The US Securities and Exchange Commission’s (SEC) latest release of its Staff Accounting Bulletin (SAB) 121 is receiving major backlash from legislators.
Making their opinions heard in a memo dated November 15, several members of the US Congress wrote to the Chairman of the FDIC Board, Acting Comptroller of the Currency Michael Hsu, and other key financial authorities.
They aim to draw attention to the SEC’s SAB 121 ruling published on April 11, 2022.
Providing context, the band of senators stated that the SAB 121 only came into public scrutiny following a Government Accountability Office (GAO) finding, which showed that the SEC’s directive was a rule meant for the Congressional Review Act.
SAB 121 is a rule introduced by the SEC, mandating financial institutions, credit unions, and banks offering crypto custodial services to keep a specified amount of funds backing their customers’ digital assets.

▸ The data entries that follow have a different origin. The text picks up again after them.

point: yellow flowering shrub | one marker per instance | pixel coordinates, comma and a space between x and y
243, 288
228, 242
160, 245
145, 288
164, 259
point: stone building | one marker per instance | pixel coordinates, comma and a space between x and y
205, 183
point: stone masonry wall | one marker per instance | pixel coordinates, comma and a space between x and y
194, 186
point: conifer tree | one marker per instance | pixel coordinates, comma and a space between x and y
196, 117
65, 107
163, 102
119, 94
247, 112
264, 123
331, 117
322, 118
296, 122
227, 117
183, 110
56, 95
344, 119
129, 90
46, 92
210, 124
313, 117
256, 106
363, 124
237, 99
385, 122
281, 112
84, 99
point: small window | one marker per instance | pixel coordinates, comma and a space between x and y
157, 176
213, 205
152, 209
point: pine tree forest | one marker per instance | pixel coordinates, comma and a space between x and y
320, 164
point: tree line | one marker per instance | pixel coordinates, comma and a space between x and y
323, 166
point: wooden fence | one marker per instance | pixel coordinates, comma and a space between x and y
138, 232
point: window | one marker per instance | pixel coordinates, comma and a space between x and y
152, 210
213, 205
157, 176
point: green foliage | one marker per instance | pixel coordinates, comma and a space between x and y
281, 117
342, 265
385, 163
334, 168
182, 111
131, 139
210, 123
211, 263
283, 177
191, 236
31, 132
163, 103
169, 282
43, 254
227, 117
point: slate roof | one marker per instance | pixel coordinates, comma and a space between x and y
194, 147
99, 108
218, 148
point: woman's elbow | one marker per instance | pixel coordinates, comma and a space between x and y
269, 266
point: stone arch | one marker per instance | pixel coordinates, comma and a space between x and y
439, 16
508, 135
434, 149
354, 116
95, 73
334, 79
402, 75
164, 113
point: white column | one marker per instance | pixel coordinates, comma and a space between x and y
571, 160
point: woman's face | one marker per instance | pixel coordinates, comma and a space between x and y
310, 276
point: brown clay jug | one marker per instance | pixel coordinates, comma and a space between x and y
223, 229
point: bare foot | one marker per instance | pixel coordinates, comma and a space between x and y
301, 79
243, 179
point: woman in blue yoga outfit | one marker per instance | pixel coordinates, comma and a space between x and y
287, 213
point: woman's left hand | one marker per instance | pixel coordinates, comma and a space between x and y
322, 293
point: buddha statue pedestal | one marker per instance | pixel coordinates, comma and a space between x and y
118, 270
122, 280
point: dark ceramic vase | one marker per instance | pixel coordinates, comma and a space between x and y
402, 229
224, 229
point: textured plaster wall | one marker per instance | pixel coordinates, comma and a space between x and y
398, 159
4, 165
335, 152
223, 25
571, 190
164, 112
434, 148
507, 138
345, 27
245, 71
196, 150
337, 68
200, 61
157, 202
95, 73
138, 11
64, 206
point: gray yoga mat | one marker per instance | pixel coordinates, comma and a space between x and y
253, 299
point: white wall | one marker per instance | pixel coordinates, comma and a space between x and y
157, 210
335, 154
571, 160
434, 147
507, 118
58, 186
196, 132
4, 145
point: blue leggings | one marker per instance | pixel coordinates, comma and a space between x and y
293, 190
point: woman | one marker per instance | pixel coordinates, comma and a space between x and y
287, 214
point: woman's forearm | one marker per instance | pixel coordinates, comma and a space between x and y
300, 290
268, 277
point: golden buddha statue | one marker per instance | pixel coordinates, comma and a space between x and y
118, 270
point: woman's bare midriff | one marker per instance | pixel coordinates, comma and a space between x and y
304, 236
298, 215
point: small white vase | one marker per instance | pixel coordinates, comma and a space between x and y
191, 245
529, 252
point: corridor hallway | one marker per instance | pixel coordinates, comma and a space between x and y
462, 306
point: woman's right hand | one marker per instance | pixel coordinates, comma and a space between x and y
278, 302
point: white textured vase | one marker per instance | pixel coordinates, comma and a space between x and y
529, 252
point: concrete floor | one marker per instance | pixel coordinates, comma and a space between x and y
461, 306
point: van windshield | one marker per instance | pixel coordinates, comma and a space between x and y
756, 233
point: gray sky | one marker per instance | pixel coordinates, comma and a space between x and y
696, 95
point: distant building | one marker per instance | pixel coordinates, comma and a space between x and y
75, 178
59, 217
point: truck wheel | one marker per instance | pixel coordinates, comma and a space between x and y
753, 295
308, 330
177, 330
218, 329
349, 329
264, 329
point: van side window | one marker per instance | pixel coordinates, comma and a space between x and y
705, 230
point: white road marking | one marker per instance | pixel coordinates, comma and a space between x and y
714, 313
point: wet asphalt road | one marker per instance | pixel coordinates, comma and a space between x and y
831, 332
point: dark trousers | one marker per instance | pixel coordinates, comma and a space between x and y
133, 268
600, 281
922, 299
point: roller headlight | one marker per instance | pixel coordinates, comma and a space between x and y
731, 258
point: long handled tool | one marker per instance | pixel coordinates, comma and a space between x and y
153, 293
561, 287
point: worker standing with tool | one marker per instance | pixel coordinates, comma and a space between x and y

Countering this directive, the US Congress unequivocally stated that the SAB 121 rule should not have any legal effect on the stated financial institutions.
Hence, these entities are not mandated to acknowledge liability and corresponding asset offsets on their balance sheets.
#NEW: Chairman @PatrickMcHenry & @SenLummis led a bipartisan, bicameral letter urging the prudential regulators not to enforce #SAB121.
The letter follows a @USGAO finding that the bulletin constitutes a "rule" for purposes of the CRA.